Estimate the size of an etx index

This section describes the factors that might make your etx index larger than it needs to be and consequently cause your queries to run slower than they need to run.

The size of an etx index can vary widely, depending on a number of factors. These factors include:
  • The nature of the data to be indexed

    If your documents contain much numeric data, such as the data found in financial reports, and you specify a character set that indexes numeric characters, each string of numbers is indexed as if it were a word. This can increase the number of unique words in the index.

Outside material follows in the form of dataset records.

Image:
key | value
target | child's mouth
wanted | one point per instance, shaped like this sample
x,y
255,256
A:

  • The index parameters that you specify

    If you specify PHRASE_SUPPORT=MEDIUM or PHRASE_SUPPORT=MAXIMUM, the index will be two to four times larger than if you specify PHRASE_SUPPORT=NONE.

  • Stopword lists

    An etx index built with a stopword list (specified by STOPWORD_LIST='my_stopwordlist') is generally slightly smaller than an index that contains all the words in a document. However, if you also specify INCLUDE_STOPWORDS='TRUE', the index is approximately 50% larger.

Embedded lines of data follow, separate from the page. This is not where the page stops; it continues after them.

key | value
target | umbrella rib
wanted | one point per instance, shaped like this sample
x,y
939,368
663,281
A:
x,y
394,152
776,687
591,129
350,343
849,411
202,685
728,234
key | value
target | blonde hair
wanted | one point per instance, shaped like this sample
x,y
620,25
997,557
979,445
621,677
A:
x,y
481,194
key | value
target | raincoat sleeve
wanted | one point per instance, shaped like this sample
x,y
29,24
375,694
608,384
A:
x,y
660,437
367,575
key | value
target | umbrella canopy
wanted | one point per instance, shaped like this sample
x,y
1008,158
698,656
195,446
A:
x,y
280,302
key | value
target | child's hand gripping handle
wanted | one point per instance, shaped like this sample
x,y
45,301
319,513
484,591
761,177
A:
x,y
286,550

Predicting the size of an etx index is made more complicated by the fact that it is not directly proportional to the number of documents or words in a document. The following table shows etx index sizes for various combinations of index parameters.
Word support Phrase support Stopword list Include stopwords Total index size, in disk pages, for an etx index containing 100,000 documents
Exact None No False 29 KB
Exact None Yes False 28 KB
Exact Medium No False 69 KB
Exact Maximum No False 87 KB
Exact Maximum Yes False 62 KB
Exact Maximum Yes True 87 KB
Pattern None No False 34 KB
Pattern None Yes True 34 KB
Pattern Medium No False 73 KB
Pattern Maximum No False 92 KB
Pattern Maximum Yes False 67 KB
Pattern Maximum Yes True 92 KB
The average size of the documents in this table is 2 KB.
Tip: The size of document you want to index is limited by the amount of virtual memory on your machine. For example, if you have 1 GB of virtual memory, you can only index documents that are smaller than 1 GB.